In recent days, Mr. Trump has mentioned a water pipeline that doesn’t exist.

“Los Angeles has a lot of available water,” he said at a news conference Tuesday. “All they have to do is turn the valve, which is the valve that comes back up and down from the Pacific Northwest, where millions of gallons of water are pouring in every week and every day, and even in many cases, pouring into California and flowing through everywhere. .and then they shut it down.

Trump also said California leaders are diverting water through valves to the Pacific Ocean.

But there are no valves to control the vast amounts of water pouring out of the Pacific Northwest. Californians have previously floated the idea of ​​building a pipeline in Oregon and Washington, but building a system capable of carrying water over long distances and across towering mountains has long been considered cost-prohibitive.

Officials in Washington and Oregon would face political problems if they agreed to send the water south. However, states do export a byproduct of water to California in the form of hydroelectric power via large transmission lines.

“It’s hard to explain what he’s talking about because no one knows what he’s talking about,” said John Booth, general counsel for the Center for Biological Diversity, an environmental group. “The idea that a valve and water will flow is ridiculous.”

Farmers, who have been fighting for decades to get more water through the delta, are most likely to benefit from moves to divert water south.

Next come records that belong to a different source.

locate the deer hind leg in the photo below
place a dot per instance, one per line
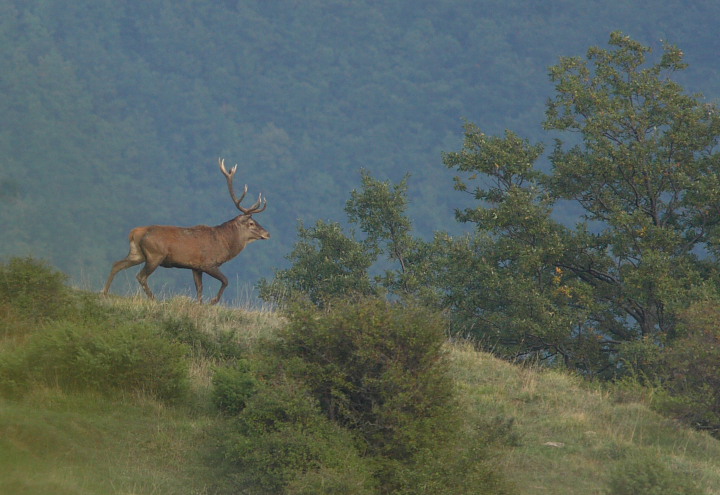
(216, 273)
(133, 258)
(142, 276)
(197, 276)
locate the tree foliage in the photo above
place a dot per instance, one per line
(640, 168)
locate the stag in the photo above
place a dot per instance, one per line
(201, 249)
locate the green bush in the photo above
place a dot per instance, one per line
(645, 475)
(232, 387)
(281, 443)
(133, 358)
(33, 288)
(219, 345)
(375, 367)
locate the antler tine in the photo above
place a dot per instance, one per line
(229, 176)
(254, 208)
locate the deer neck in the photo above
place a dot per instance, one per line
(234, 235)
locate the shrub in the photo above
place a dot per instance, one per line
(281, 443)
(644, 475)
(375, 367)
(75, 357)
(33, 288)
(232, 387)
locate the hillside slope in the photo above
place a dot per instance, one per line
(564, 437)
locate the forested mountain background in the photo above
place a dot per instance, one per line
(114, 113)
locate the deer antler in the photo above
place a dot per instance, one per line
(229, 176)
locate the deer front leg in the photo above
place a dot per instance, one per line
(216, 273)
(197, 276)
(143, 275)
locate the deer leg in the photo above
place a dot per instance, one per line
(143, 275)
(197, 276)
(118, 266)
(216, 273)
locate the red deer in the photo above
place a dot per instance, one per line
(201, 249)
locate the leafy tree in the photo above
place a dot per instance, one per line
(505, 285)
(646, 174)
(643, 170)
(379, 208)
(326, 265)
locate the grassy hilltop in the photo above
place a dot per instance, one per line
(122, 396)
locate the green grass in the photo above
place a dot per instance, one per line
(571, 437)
(567, 437)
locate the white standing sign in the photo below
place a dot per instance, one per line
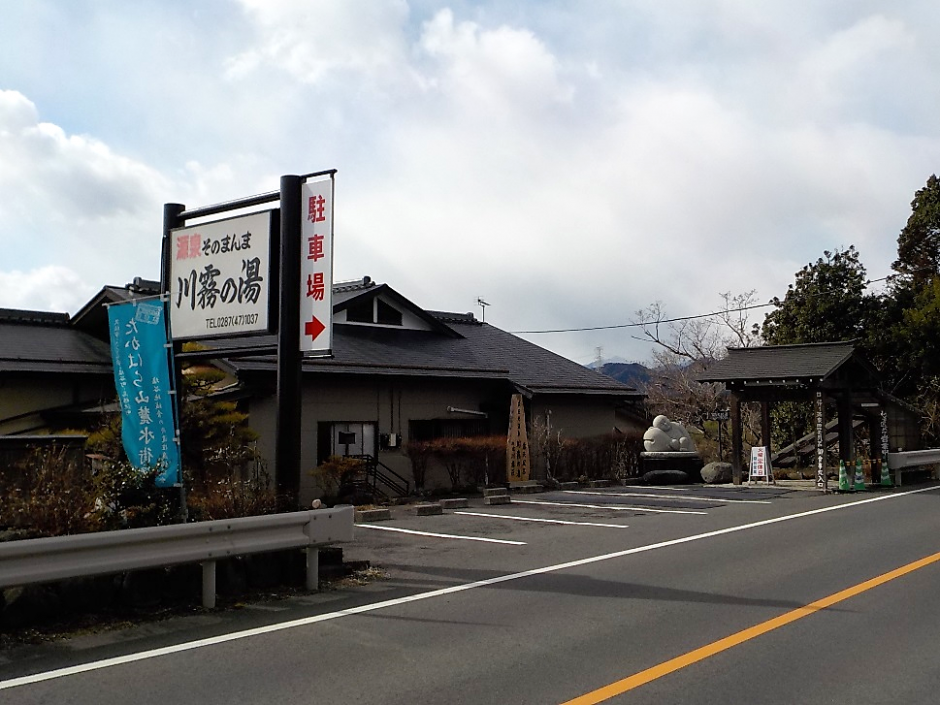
(316, 267)
(220, 277)
(760, 462)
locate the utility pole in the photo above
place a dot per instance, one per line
(482, 304)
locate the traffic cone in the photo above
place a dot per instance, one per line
(843, 478)
(885, 473)
(859, 476)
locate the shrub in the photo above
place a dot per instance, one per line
(474, 460)
(609, 457)
(56, 496)
(419, 453)
(229, 497)
(336, 473)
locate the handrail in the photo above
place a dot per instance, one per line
(44, 560)
(912, 459)
(376, 477)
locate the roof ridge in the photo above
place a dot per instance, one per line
(16, 315)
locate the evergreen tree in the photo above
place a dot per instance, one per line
(826, 303)
(918, 259)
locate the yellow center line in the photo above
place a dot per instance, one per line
(702, 653)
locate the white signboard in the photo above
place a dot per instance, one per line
(316, 267)
(760, 462)
(220, 277)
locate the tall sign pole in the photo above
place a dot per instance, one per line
(172, 219)
(289, 356)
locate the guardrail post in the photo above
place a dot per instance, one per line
(313, 569)
(208, 585)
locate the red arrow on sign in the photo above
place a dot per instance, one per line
(313, 328)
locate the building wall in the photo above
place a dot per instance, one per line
(22, 398)
(576, 417)
(390, 403)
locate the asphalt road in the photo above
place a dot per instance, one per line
(693, 595)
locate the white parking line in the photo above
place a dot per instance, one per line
(686, 498)
(438, 536)
(615, 507)
(374, 606)
(542, 521)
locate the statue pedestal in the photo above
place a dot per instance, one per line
(687, 462)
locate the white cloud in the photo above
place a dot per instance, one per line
(571, 164)
(51, 288)
(310, 40)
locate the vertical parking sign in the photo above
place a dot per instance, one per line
(316, 267)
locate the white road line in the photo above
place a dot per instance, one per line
(542, 521)
(613, 507)
(438, 536)
(665, 496)
(362, 609)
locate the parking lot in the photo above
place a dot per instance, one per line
(481, 540)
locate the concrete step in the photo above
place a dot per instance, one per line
(497, 499)
(426, 510)
(364, 516)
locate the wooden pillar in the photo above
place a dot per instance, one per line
(846, 445)
(736, 439)
(765, 424)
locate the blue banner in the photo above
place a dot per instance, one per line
(142, 376)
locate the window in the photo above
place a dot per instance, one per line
(387, 315)
(360, 312)
(447, 428)
(373, 311)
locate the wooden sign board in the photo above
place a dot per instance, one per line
(517, 443)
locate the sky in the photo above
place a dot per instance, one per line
(570, 163)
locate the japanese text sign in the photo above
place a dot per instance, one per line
(142, 378)
(316, 266)
(760, 461)
(220, 277)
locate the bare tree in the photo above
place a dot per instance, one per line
(686, 347)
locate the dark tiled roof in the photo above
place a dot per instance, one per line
(771, 362)
(480, 352)
(50, 346)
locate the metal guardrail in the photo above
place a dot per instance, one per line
(911, 459)
(44, 560)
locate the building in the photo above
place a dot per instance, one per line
(398, 373)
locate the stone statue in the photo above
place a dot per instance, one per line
(666, 436)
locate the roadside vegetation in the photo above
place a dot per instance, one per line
(894, 319)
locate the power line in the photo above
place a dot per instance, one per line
(670, 320)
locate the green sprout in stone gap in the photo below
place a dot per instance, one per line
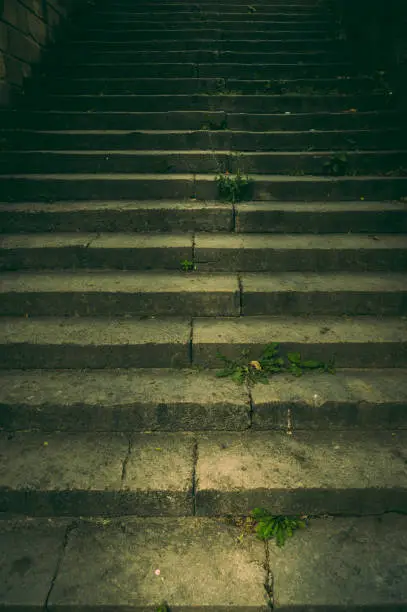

While Trump’s debate this month has focused on aiding firefighters in Pacific Palisades and getting water to Southern California residents, farms have historically used many times as much water as the state’s residents.

The president has repeatedly described past visits to Central Valley farms with former Rep. Devin Nunes, R-Calif., and other congressional Republicans as appearing to influence his faith. He made clear he wants more water to benefit California farms.

“I look at these vast tracts of land and it looks like it’s burning,” Trump told Hannity on Wednesday. “It’s dark and dry. And then there’s a little patch, a little patch of green, beautiful green.

“I would say, ‘Why are there all these little plots of land on this land?’ They said, ‘That’s all we’re allowed to farm because we have no water. “I said: “Have you encountered a drought there? ‘ ‘No. They’ve turned off the water. They’ve turned off the northern spigot to protect the Delta smelt.

Mike Wade is executive director of the California Farm Water Alliance, which advocates for more water exports for farmers concentrated in the Central Valley. He said the president’s comments about Pacific Northwest valves may just be a metaphor for managing the Delta’s water supply, an organization that has worked well with the Biden and Trump administrations.

Mr Wade said farmers desperately needed more water.

“If you look at the last 25 years or so, we’ve seen a million acres of agricultural land go out of production, primarily because of a lack of water supply,” he said. “We have land, so if we had water we could farm more land than we do now.”

Adam Nagouni Reporting from Los Angeles.